The Conservatives' leader completed his frontbench reshuffle by setting up an inner circle from the Shadow Cabinet. It will seek to capitalise on the party's victory in last week's Euro elections by narrowing Labour's lead in the opinion polls. One shadow cabinet member said last night that Mr Hague's gamble of fighting a hardline Eurosceptic campaign had boosted his own self- confidence and finally given him authority over the party. "We are all Hague-ites now," he said. "We are back in the game, and morale is high."

The top team announced by Mr Hague will comprise Francis Maude, the shadow Chancellor, Ann Widdecombe, shadow Home Secretary, John Maples, shadow Foreign Secretary, Michael Ancram, Conservative party chairman, James Arbuthnot, Chief Whip, Andrew Lansley, policy review head, and Lord Strathclyde, Conservative leader in the Lords.

The group will focus on "strategy, policy development and political direction all the way up to the next election", a party spokesman said.

A noticeable absentee is John Redwood, who might have expected a place in the team because he shadows John Prescott, the Deputy Prime Minister.
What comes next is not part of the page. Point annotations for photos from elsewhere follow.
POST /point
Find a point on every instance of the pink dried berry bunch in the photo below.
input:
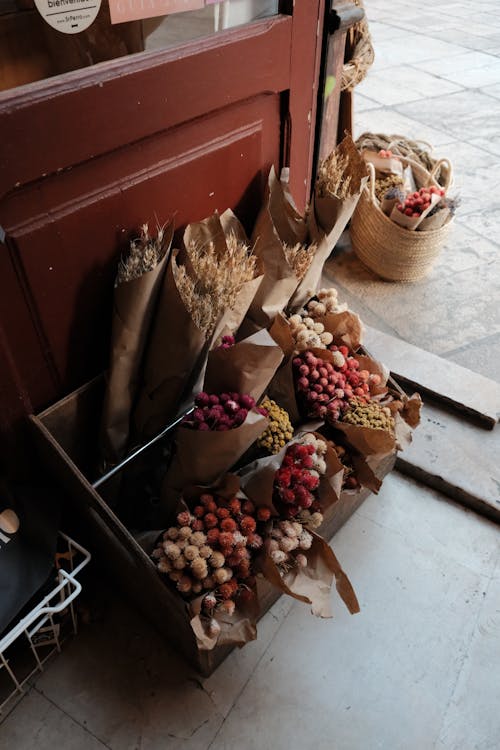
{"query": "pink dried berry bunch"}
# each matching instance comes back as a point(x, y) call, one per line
point(418, 202)
point(324, 388)
point(298, 477)
point(219, 412)
point(210, 549)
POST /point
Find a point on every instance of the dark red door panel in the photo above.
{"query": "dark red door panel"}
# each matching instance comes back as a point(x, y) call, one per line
point(87, 157)
point(68, 253)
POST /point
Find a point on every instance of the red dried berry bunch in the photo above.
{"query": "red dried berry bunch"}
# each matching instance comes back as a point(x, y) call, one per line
point(219, 412)
point(418, 202)
point(296, 480)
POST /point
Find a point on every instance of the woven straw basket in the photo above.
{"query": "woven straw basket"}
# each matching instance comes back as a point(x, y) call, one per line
point(391, 251)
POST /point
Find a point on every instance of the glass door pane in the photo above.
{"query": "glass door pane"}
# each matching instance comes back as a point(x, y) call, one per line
point(31, 49)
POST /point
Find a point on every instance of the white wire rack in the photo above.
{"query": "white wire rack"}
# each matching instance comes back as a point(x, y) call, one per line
point(40, 628)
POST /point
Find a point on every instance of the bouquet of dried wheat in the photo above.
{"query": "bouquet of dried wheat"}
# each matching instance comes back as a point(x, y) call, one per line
point(208, 287)
point(140, 273)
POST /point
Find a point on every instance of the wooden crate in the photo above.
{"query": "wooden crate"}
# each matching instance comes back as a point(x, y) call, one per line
point(66, 438)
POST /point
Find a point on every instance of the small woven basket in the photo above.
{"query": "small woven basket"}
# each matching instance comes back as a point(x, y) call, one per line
point(391, 251)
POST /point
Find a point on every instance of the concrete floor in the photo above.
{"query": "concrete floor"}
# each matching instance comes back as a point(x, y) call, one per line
point(418, 668)
point(436, 77)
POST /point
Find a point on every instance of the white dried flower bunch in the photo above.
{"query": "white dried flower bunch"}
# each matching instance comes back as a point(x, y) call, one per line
point(299, 257)
point(189, 561)
point(219, 280)
point(286, 544)
point(333, 179)
point(144, 254)
point(306, 327)
point(320, 449)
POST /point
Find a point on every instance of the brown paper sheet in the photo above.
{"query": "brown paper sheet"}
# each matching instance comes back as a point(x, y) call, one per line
point(313, 583)
point(277, 224)
point(257, 478)
point(236, 630)
point(133, 309)
point(329, 214)
point(173, 353)
point(202, 457)
point(247, 367)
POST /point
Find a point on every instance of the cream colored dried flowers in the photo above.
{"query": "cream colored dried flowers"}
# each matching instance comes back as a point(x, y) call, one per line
point(287, 541)
point(333, 179)
point(217, 282)
point(299, 258)
point(144, 254)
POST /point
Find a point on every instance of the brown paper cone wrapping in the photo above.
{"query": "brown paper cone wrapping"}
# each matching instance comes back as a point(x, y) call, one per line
point(309, 285)
point(133, 308)
point(313, 583)
point(331, 214)
point(373, 446)
point(247, 367)
point(257, 479)
point(236, 630)
point(202, 457)
point(277, 224)
point(173, 353)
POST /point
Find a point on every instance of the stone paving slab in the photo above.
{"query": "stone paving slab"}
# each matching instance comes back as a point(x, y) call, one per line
point(467, 391)
point(455, 457)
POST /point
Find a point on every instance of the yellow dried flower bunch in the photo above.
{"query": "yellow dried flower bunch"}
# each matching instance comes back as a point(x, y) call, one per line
point(144, 254)
point(332, 179)
point(299, 257)
point(279, 430)
point(370, 414)
point(219, 280)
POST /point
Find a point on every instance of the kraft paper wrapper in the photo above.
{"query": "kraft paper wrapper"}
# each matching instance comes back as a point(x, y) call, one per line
point(236, 630)
point(133, 308)
point(373, 446)
point(203, 456)
point(173, 353)
point(277, 224)
point(330, 214)
point(313, 583)
point(247, 367)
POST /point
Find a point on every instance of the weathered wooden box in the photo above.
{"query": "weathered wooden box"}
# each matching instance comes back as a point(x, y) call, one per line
point(66, 438)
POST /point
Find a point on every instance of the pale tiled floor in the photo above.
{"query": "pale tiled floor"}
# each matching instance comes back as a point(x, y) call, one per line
point(418, 668)
point(436, 77)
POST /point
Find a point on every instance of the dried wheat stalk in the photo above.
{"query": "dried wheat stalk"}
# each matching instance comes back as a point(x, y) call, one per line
point(144, 254)
point(299, 258)
point(218, 283)
point(333, 179)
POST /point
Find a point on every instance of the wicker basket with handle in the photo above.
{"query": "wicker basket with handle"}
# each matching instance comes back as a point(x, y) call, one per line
point(391, 251)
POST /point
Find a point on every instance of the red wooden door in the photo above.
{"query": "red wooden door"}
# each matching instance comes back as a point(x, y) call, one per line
point(88, 156)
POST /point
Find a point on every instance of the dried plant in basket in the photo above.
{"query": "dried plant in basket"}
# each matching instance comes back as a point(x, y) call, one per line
point(333, 177)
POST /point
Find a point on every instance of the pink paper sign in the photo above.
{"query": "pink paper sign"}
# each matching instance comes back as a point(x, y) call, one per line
point(133, 10)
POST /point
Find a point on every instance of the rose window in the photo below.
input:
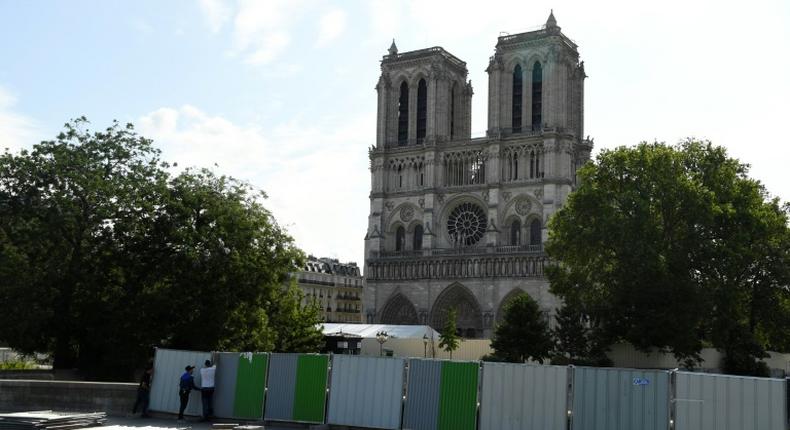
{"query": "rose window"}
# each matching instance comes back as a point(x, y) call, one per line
point(466, 224)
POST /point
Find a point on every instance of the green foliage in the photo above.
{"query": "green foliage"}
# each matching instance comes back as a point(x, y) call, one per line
point(523, 333)
point(575, 339)
point(104, 254)
point(672, 247)
point(448, 338)
point(296, 326)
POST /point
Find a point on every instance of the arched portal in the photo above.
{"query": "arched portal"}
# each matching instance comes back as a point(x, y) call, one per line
point(399, 310)
point(500, 313)
point(470, 318)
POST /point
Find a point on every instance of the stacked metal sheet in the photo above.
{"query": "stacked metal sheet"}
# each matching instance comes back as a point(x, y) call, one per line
point(49, 420)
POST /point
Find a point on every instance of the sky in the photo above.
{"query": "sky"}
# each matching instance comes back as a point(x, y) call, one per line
point(280, 93)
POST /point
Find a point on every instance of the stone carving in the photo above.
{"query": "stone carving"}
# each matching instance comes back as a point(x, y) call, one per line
point(523, 206)
point(407, 213)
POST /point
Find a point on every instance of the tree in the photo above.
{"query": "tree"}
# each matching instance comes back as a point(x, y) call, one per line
point(669, 247)
point(104, 254)
point(574, 337)
point(448, 338)
point(523, 333)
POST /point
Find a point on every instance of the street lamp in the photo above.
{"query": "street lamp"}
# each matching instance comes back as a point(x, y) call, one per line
point(381, 337)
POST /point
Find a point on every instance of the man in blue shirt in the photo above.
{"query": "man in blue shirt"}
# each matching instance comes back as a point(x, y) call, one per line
point(185, 386)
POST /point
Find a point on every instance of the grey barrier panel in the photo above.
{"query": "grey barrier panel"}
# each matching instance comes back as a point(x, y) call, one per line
point(225, 384)
point(168, 367)
point(366, 391)
point(281, 387)
point(523, 396)
point(725, 402)
point(422, 395)
point(620, 399)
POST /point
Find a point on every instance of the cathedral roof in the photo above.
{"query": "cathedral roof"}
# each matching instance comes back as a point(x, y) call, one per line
point(436, 51)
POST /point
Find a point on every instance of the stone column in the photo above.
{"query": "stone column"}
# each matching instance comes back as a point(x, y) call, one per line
point(383, 89)
point(494, 77)
point(432, 108)
point(413, 112)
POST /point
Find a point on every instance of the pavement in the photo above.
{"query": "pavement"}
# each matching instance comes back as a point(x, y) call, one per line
point(169, 422)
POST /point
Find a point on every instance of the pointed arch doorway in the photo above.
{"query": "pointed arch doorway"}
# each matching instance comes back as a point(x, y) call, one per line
point(470, 317)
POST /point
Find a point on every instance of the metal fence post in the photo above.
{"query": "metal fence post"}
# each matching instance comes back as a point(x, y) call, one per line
point(569, 397)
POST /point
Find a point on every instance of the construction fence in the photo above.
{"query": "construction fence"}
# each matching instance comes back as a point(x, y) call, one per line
point(428, 394)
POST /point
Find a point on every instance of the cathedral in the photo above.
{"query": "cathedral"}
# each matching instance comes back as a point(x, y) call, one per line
point(460, 222)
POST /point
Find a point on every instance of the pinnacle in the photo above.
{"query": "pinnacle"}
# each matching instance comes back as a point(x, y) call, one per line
point(551, 22)
point(393, 48)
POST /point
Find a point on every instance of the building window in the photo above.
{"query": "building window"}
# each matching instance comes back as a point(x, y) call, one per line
point(422, 108)
point(417, 238)
point(518, 98)
point(515, 232)
point(534, 232)
point(537, 96)
point(403, 114)
point(400, 239)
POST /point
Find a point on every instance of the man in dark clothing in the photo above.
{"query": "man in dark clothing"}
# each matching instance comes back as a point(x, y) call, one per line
point(185, 386)
point(144, 392)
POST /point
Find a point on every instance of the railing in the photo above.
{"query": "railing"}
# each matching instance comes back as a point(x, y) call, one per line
point(502, 249)
point(427, 51)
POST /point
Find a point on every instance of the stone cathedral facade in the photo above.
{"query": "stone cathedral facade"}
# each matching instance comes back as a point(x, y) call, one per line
point(457, 221)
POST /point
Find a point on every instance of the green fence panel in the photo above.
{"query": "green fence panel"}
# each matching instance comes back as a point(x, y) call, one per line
point(250, 386)
point(310, 396)
point(458, 396)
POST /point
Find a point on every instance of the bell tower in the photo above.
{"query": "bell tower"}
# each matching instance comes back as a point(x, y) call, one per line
point(423, 98)
point(536, 82)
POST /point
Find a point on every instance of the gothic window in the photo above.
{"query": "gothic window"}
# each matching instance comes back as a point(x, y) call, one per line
point(514, 166)
point(453, 95)
point(518, 98)
point(537, 96)
point(515, 232)
point(400, 239)
point(403, 114)
point(422, 108)
point(464, 168)
point(534, 232)
point(417, 245)
point(466, 224)
point(532, 165)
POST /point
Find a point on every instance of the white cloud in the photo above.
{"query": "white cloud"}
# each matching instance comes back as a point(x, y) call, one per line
point(330, 26)
point(314, 175)
point(216, 12)
point(16, 130)
point(262, 28)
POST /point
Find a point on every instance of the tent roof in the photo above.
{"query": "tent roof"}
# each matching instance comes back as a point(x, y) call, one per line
point(370, 330)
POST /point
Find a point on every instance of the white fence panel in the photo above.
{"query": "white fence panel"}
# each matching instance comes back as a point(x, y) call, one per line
point(724, 402)
point(366, 391)
point(523, 396)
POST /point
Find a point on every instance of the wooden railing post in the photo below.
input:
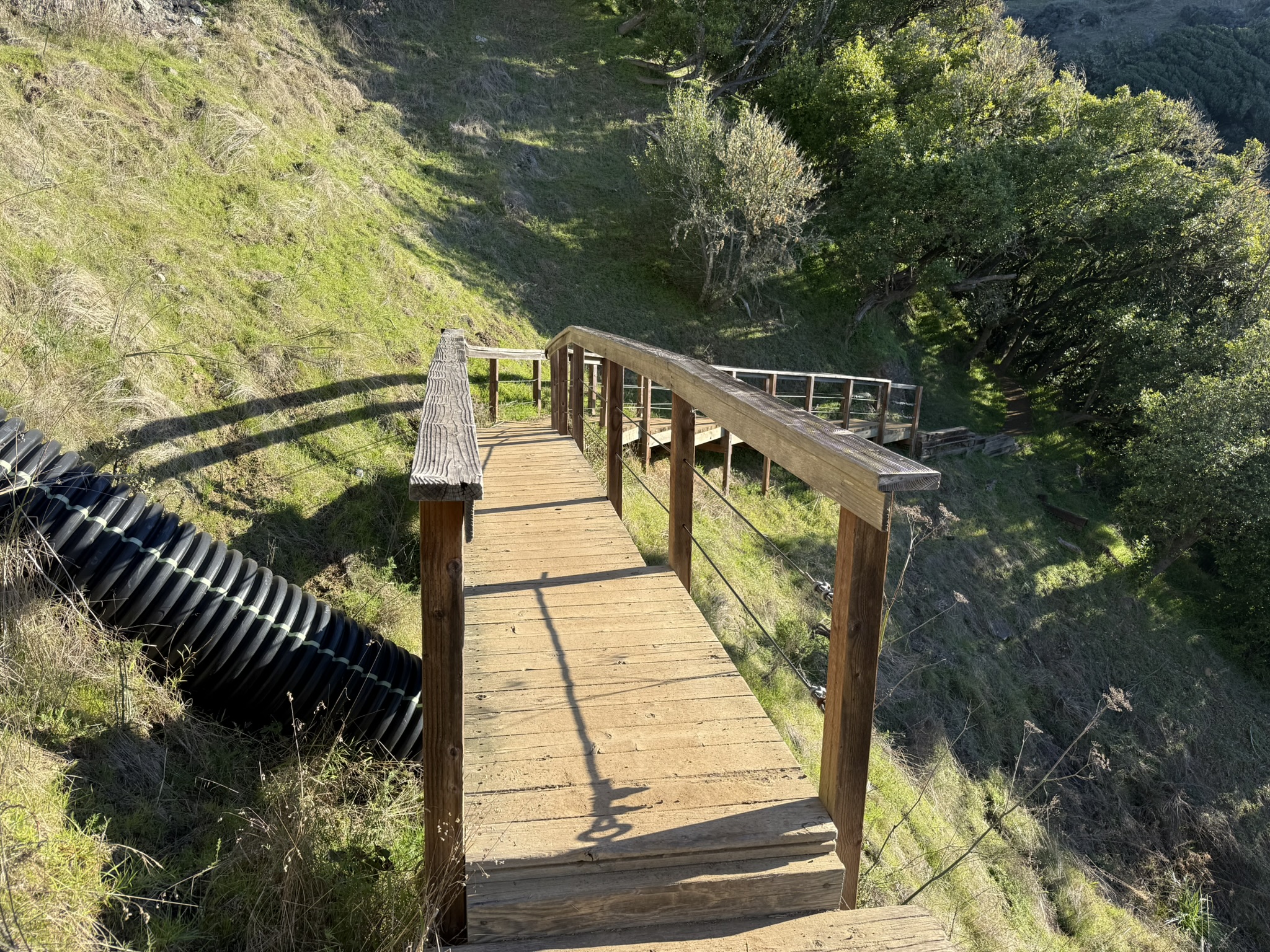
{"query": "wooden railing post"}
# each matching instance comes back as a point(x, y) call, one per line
point(646, 443)
point(445, 478)
point(683, 459)
point(855, 640)
point(561, 391)
point(493, 389)
point(883, 400)
point(614, 375)
point(441, 576)
point(913, 443)
point(575, 392)
point(768, 460)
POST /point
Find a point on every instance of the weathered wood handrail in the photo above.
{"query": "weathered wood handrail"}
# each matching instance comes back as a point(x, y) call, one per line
point(858, 474)
point(508, 353)
point(845, 466)
point(445, 479)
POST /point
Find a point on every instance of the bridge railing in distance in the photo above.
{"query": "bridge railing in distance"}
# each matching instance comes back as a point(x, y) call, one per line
point(445, 479)
point(506, 353)
point(858, 474)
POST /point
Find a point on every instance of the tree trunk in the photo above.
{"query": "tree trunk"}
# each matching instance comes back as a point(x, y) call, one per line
point(1173, 551)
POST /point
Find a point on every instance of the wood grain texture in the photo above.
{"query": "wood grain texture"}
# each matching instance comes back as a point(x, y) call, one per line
point(770, 384)
point(441, 584)
point(575, 386)
point(842, 465)
point(505, 353)
point(446, 465)
point(618, 765)
point(614, 375)
point(683, 455)
point(855, 641)
point(882, 930)
point(559, 392)
point(646, 446)
point(493, 389)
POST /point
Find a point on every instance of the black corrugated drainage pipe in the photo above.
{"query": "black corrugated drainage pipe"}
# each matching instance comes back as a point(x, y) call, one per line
point(252, 646)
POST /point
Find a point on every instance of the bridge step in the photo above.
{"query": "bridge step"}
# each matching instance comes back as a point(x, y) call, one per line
point(619, 771)
point(892, 928)
point(588, 899)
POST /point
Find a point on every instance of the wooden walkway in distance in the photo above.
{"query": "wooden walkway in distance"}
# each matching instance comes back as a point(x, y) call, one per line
point(710, 432)
point(619, 772)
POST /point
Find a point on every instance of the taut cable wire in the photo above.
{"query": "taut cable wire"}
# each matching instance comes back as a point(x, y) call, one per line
point(818, 692)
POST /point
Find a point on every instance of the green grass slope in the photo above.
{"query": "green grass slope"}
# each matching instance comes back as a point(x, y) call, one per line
point(225, 258)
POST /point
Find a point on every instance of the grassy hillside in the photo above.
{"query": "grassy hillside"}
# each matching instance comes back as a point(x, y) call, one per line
point(225, 257)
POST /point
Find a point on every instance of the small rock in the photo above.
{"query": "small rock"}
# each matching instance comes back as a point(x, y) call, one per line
point(1001, 630)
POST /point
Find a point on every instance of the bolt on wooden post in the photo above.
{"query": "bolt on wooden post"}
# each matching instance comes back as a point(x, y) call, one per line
point(441, 576)
point(575, 374)
point(445, 479)
point(855, 641)
point(493, 389)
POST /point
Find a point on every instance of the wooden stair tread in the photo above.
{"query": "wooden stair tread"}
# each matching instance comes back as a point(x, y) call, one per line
point(888, 928)
point(619, 769)
point(597, 895)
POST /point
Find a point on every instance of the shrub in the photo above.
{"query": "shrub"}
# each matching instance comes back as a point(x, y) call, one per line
point(742, 195)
Mr Hague's new line-up includes a key role for Tim Collins, who is promoted from the whips' office to Conservative Central Office as its senior vice- chairman. He will be the link between the new "inner cabinet" and the party's so-called "war room" of media operations and research.

Mr Collins, a former Conservative director of communications who entered Parliament in 1997, is being talked up by party sources as a "high flyer set to play an absolutely vital role". John Hayes, another of the 1997 intake and MP for South Holland and The Deepings, becomes a party vice- chairman. John Bercow, who represents Buckingham, becomes a spokesman on education and employment.

David Lidington, previously parliamentary private secretary to Mr Hague - his "eyes and ears" in the Commons corridors and tea-room - moves to a home affairs brief. He is succeded by John Whittingdale, who did the same job for Margaret Thatcher.